LA NON PERFETTA CONOSCENZA DELLA DIFFERENZA TRA FORZE DELL'ORDINE E LE TRE FORZE DI POLIZIA E LE SVISTE DEI GIORNALISTI
Nel panorama dell'informazione italiana si fa spesso grande confusione, a volte per ignoranza, altre volte per scelta, altre volte ancora per motivi che possono sfuggire e in qualche caso anche per motivi inconfessabili, di termini che nella quotidianetà hanno un preciso valore giornalistico, non solo semantico. E' a beneficio di quanti fanno artatamente confusione che prendo a prestito wikipedia, l'enciclopedia libera del web, per spiegare la differenza tra forze dell'ordine e le altre tre distinte forze di polizia.

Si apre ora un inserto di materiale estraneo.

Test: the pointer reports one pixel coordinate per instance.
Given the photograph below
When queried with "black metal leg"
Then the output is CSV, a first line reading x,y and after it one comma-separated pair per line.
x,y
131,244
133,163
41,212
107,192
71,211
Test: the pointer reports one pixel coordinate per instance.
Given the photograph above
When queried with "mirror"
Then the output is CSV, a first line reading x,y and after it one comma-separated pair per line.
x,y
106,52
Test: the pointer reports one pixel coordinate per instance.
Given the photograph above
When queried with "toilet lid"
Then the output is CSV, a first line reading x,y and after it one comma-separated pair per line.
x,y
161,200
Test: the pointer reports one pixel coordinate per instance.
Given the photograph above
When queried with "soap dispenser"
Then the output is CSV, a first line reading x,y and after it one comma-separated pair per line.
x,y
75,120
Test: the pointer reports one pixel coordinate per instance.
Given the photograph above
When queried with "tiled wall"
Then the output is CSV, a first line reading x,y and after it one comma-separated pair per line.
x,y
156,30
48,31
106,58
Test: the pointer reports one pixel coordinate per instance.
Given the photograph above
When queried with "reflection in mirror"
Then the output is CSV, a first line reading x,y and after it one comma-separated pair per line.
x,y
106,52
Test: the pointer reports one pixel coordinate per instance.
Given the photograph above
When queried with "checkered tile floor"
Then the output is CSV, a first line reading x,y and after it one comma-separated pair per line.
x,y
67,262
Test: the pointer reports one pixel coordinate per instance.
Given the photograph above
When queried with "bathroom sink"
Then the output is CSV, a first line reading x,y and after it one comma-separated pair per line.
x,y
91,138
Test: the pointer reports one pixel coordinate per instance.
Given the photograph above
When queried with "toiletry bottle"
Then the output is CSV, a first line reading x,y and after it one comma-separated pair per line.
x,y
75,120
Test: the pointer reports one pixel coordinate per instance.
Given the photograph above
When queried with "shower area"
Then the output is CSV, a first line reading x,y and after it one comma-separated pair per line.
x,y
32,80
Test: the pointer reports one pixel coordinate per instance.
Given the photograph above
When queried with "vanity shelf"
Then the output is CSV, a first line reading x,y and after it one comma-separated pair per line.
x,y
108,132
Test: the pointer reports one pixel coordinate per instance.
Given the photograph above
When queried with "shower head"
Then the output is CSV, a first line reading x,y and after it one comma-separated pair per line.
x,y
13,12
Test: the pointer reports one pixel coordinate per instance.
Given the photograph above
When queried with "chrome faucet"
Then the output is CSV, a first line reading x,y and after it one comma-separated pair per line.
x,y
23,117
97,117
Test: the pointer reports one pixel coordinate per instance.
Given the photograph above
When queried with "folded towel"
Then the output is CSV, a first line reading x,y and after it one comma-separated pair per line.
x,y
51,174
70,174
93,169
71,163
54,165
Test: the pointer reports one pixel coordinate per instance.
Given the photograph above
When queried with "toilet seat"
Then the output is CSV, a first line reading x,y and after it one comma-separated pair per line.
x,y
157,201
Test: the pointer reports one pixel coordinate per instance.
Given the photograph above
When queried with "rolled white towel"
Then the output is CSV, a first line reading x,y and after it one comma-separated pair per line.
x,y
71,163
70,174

Secondo il diritto pubblico italiano, le Forze dell'Ordine sono le tre forze di polizia a cui la legge conferisce la qualifica di operatori di Pubblica Sicurezza: Polizia di Stato, Arma dei Carabinieri e Corpo della Guardia di Finanza. Il loro compito è quello di mantenere, ove necessario, l'ordine pubblico laddove vi sia pericolo di degenerazioni (manifestazioni politiche, sportive, sindacali, culturali, eccetera). Dunque, se nel trattare un'informazione si sa che l'arresto del Tizio, la denuncia del Caio o il fermo di Sempronio è stato effettuato dall'Arma dei Carabinieri o dalla Polizia di Stato, sarebbe buona regola (oltre alla correttezza, che non è un optional nel mondo dell'informazione) spiegare ai lettori o ai telespettatori che ad operare è stata quella determinata forza di polizia. L'uso del termine Forze dell'Ordine è generico, spesso denota non perfetta conoscenza di quanto si scrive o si dice, non è certamente corretto usare il termine Forze dell'Ordine quando si sa bene che ad operare è stata l'Arma dei Carabinieri, la Polizia di Stato o la Guardia di Finanza.